I don't think so. each and map works the same way, but while each is an iterator only, map has map! form, which mutates an object given. Also map has a collect synonym with no differences.

@lifecoder 2013-04-30 09:57:24

@SperanskyDanil, it is about @Edmund's comment, which you could see right above mine, for this part: "So .map actually mutates the array while .each just loops". #map actually doesn't mutate anything, #map! does.

@kaleidic 2013-08-12 14:56:20

It is hazardous for casual readers that the opening sentence describes map as though it were map!

@Michael Durrant 2013-11-05 17:42:44

wasn't wrong, could just be a little more explicit. Updated Q

@davej 2013-11-27 19:50:51

to see the difference between map and each, open an IRB window and look at the results for y and z in the following code: y = [1,2,3].each {|x| x + 1}; z = [1,2,3].map {|x| x + 1}

@inquisitive 2014-12-02 05:28:01

@davej: Whoa, I got different answers from both of them, but I didn't understand why is this so?

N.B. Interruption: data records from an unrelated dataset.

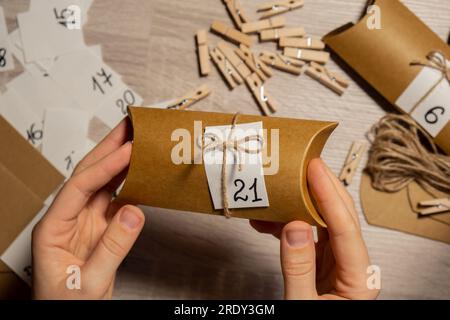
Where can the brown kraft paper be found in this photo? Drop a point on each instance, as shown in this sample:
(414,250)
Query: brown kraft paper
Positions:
(382,57)
(154,180)
(26,180)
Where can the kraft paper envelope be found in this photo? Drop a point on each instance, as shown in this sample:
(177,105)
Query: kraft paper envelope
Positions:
(154,180)
(382,57)
(395,211)
(26,180)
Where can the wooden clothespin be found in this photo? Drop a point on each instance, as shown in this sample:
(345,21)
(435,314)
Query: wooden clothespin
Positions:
(327,78)
(256,87)
(434,206)
(254,63)
(203,55)
(231,34)
(302,43)
(237,14)
(255,26)
(275,34)
(190,98)
(307,55)
(279,7)
(283,63)
(225,67)
(231,56)
(352,162)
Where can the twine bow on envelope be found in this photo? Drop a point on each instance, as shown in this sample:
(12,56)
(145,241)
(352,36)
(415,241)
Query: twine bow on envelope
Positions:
(438,61)
(238,147)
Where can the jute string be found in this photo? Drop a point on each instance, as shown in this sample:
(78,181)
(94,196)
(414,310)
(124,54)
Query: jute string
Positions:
(438,61)
(237,146)
(401,153)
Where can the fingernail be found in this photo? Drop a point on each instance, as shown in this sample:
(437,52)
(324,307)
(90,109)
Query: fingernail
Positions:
(129,219)
(297,238)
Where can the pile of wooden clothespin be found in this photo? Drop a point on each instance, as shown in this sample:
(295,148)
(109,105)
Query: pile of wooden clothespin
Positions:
(239,64)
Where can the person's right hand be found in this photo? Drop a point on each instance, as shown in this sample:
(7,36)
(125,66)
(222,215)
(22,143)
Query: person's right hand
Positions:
(336,267)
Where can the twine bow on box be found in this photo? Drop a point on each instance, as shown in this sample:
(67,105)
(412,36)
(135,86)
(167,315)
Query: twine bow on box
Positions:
(436,60)
(238,147)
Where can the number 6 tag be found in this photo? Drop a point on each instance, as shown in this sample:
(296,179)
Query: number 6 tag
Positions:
(246,187)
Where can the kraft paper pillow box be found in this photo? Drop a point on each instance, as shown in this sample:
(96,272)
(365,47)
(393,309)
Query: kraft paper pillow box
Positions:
(26,180)
(383,58)
(154,180)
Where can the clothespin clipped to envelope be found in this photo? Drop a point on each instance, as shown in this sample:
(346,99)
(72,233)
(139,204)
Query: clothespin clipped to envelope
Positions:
(302,43)
(237,14)
(231,34)
(190,98)
(225,67)
(258,91)
(352,162)
(203,55)
(281,62)
(256,26)
(232,57)
(307,55)
(434,206)
(327,78)
(279,7)
(275,34)
(255,64)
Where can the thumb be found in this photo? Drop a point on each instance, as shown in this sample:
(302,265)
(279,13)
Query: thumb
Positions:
(114,246)
(298,261)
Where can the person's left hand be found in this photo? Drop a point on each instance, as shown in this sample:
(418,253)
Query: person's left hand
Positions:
(84,229)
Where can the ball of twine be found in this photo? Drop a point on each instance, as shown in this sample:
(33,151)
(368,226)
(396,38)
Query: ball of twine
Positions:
(402,152)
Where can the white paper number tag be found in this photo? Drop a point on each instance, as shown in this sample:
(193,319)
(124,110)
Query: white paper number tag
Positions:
(6,60)
(433,113)
(246,188)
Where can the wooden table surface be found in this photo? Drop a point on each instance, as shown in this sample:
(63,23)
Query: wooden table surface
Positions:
(193,256)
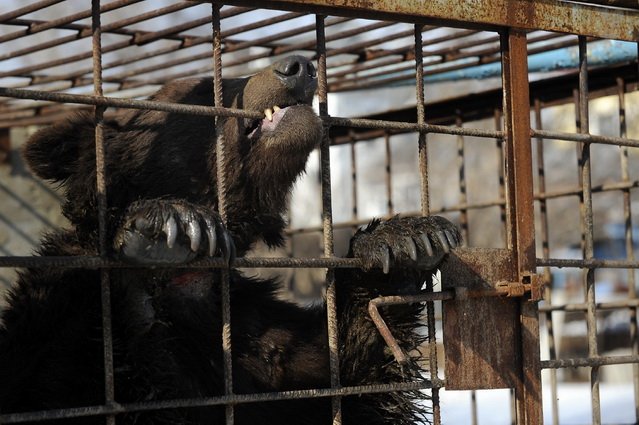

@davej 2014-12-13 16:52:50

@Inquisitive: 'each' returns the array that calls it (in the example, [1,2,3]) when a block is supplied, 'map' returns a new array populated with the values calculated by the block. This might help: set the variable ary = [1,2,3], and check out it's object_id. Then run y = ary.each {|x| x + 1}; z = ary.map {|x| x + 1}. Now check the object_id's of y and z. y has the same object_id as ary (because each returned ary), but z has a different object_id, because map returned a new array.

@Ry- 2012-08-23 03:56:02

It "maps" a function to each item in an Enumerable - in this case, a range. So it would call the block passed once for every integer from 0 to param_count (exclusive - you're right about the dots) and return an array containing each return value.

Here's the documentation for Enumerable#map. It also has an alias, collect.

@Pedro Nascimento 2012-08-23 03:58:18

It's weird, but Range#map actually converts it to an array.

@Ry- 2012-08-23 03:58:39

@PedroNascimento: Yeah... that's what I said?

@Pedro Nascimento 2012-08-23 04:02:35

Sorry, I wasn't aware that map called by itself didn't return an Enumerable, like each. I thought it did.